What You Should Know About Structuring Your Data
Data structure is the format, organization, and way in which you store data so it can be accessed and modified efficiently. The structure of your data is important, as it can affect how long it takes to ingest into Measure IQ and be made available for queries. Data structure can also affect performance; the time it takes to view the results of your queries.
This document outlines the topics your Measure IQ onboarding team will discuss with you prior to uploading your data into your Measure IQ cluster. Become familiar with these topics as they apply to your data so you can optimize performance with Measure IQ.

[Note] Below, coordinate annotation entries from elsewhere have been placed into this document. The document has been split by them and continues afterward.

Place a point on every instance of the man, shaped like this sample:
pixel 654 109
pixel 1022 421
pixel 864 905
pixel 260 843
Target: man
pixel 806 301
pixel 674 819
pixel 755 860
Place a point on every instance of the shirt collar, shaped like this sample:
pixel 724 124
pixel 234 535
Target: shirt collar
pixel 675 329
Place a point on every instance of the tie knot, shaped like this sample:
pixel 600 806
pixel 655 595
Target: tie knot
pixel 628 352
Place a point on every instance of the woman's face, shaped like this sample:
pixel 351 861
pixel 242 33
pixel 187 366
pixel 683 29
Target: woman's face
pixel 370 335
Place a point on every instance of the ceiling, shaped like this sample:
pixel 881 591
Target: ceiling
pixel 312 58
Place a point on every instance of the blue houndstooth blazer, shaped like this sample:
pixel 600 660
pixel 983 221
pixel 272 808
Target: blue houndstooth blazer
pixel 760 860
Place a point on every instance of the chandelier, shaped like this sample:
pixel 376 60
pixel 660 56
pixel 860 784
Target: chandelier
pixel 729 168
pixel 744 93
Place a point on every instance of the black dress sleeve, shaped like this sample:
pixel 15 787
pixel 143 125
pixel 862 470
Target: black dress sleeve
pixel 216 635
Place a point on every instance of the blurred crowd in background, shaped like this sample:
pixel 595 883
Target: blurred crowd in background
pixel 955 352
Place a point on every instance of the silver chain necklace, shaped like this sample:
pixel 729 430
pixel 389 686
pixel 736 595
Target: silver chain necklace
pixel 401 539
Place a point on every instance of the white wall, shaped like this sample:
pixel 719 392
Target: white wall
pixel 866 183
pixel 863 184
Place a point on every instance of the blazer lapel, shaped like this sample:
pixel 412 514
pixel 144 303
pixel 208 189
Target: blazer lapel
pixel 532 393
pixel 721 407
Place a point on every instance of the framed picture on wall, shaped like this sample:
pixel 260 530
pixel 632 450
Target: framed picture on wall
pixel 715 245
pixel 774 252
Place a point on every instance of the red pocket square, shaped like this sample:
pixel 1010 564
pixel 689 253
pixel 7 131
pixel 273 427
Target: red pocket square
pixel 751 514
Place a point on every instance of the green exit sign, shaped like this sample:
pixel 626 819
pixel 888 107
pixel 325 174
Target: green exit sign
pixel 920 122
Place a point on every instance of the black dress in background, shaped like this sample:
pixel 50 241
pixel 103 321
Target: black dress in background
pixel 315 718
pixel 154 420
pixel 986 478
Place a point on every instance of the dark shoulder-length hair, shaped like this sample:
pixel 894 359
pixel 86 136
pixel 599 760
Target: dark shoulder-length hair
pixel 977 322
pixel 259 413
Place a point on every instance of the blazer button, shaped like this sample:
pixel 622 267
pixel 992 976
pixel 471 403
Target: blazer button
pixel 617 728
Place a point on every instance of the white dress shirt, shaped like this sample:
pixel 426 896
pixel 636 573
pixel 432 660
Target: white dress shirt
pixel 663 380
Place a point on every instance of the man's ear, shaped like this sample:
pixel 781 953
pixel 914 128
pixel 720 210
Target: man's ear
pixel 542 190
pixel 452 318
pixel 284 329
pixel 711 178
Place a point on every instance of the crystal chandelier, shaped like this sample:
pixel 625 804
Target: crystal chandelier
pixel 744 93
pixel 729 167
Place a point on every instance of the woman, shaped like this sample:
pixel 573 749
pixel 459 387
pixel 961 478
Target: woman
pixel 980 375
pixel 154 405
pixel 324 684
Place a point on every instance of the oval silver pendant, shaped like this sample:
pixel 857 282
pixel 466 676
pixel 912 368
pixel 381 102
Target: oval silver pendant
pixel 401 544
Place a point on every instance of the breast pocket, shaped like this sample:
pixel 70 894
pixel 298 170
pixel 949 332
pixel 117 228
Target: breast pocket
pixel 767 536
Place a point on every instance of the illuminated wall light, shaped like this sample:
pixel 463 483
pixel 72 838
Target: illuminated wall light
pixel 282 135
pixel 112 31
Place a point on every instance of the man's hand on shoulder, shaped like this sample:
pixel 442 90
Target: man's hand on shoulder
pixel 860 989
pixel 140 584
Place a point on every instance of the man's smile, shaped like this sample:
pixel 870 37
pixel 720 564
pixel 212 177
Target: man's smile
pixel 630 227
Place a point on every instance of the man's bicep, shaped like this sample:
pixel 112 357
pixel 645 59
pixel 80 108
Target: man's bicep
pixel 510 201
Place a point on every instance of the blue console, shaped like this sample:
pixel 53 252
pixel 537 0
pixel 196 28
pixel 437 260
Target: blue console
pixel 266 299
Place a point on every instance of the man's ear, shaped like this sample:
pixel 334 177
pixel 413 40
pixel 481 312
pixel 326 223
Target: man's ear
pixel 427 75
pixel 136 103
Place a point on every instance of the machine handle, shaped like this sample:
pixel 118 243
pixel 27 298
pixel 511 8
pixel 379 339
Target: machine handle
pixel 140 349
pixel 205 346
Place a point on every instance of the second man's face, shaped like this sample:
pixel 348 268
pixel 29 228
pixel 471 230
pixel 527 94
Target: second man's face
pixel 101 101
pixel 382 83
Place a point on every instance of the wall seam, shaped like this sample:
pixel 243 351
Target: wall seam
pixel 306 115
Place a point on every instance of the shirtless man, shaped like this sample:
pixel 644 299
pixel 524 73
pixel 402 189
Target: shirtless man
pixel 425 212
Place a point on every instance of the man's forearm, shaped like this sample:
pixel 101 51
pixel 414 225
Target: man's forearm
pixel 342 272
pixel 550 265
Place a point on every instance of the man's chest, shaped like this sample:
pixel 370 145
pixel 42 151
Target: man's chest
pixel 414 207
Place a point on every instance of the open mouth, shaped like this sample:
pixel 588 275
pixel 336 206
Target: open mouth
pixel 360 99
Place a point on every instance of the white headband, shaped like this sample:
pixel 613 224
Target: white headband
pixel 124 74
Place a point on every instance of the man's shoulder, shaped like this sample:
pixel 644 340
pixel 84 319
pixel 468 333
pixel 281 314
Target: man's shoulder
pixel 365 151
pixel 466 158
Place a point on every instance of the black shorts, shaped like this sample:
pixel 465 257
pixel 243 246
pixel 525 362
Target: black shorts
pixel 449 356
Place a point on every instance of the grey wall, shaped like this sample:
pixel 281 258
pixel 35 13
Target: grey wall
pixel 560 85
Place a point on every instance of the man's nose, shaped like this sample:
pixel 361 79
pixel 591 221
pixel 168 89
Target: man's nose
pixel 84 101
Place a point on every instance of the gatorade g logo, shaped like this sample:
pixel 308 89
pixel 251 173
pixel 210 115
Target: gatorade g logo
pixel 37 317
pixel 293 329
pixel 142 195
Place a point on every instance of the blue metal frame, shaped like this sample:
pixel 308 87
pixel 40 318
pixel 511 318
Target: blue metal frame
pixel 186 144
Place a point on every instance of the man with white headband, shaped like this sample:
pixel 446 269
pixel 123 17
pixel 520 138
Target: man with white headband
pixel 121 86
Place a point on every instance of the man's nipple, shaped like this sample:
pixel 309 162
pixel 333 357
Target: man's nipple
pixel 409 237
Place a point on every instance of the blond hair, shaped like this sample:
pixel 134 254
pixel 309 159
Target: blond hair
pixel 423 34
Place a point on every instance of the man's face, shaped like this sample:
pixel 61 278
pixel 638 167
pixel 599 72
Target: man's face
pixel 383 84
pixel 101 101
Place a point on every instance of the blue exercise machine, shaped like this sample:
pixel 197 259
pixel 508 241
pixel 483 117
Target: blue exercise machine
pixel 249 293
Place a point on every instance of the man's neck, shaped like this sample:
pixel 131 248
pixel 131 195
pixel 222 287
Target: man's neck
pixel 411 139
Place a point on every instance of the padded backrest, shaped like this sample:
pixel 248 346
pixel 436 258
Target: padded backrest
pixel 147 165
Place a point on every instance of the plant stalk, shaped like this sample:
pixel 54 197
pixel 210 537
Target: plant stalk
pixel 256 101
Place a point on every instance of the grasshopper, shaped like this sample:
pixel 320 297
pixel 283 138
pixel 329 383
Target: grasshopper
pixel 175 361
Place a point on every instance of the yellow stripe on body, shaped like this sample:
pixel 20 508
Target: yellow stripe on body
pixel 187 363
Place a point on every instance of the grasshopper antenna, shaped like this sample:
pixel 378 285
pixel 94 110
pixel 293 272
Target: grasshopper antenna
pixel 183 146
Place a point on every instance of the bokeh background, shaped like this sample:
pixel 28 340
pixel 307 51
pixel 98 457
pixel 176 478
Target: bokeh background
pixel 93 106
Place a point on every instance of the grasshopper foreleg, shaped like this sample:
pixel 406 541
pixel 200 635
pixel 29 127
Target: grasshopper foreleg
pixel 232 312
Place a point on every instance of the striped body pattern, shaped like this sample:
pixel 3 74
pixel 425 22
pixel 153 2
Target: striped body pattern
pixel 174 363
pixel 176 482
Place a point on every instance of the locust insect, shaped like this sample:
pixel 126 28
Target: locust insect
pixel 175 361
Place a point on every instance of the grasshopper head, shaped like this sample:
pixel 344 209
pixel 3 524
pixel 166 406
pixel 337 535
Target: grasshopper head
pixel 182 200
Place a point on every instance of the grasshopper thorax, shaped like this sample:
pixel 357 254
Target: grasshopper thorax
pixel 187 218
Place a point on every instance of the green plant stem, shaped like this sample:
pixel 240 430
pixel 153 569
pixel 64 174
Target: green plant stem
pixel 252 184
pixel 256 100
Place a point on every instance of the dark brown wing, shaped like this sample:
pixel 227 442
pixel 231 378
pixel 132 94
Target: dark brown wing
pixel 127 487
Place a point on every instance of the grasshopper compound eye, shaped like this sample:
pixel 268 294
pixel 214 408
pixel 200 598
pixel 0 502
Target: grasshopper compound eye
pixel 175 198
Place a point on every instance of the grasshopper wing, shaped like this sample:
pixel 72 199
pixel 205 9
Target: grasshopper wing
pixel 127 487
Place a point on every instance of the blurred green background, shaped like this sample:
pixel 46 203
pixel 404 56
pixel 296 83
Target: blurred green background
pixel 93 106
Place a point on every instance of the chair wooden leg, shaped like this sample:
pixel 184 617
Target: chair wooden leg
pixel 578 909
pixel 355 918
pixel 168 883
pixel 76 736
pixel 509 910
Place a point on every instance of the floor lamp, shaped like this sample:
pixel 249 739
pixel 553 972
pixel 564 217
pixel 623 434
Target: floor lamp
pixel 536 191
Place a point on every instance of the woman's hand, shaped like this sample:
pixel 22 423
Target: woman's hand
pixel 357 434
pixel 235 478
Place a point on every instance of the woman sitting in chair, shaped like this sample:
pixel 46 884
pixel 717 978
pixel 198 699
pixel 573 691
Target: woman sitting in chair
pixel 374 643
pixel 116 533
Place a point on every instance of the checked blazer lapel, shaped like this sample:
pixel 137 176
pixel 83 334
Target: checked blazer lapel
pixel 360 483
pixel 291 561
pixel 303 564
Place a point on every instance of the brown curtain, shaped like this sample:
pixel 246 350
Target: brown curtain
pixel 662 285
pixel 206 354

Data format and organization
Section titled “Data format and organization”The format and organization of your data can affect how long it takes to process (transform), ingest (into Measure IQ), and be available to query.
Data formats
Section titled “Data formats”- JSON is Measure IQ’s preferred file formats, for ease of transformation and ingest. Other formats are supported, as well. Be sure to discuss the format of your data with your Measure IQ onboarding team.
- ASCII format is preferred, and table names and column names must be in ASCII.
- Unicode is encoded as UTF-8 strings on import.
- File size is also a consideration for performance. The smaller the file size, the faster the data will be available to you in Measure IQ. Large files take longer to load and transform, and therefore it takes longer for the data to be available to you in Measure IQ.
- The number of files can affect the time it takes for the data to be available in Measure IQ, as well. A large number of files will take longer to transform and ingest.
- Measure IQ recommends that you format your timestamp data according to the ISO-8601 standard. For example, 2015-10-05T14:48:00.000Z, which has a format string of%Y-%m-%dT%H:%M:%S.%fZ. If your timestamps do not follow the ISO-8601 standard or you cannot reformat your timestamps to follow the standard, Measure IQ also supports Unix time plus a variety of commonstrptime()time format strings.
Data organization
Section titled “Data organization”- A logical organizational hierarchy improves the ingest time for your data.
- Proof read your data for accuracy. Typos and other inherent errors can cause problems and impede performance.
- When you have new data you want uploaded into Measure IQ, where will it be stored? Will you use Amazon S3 or Microsoft Azure?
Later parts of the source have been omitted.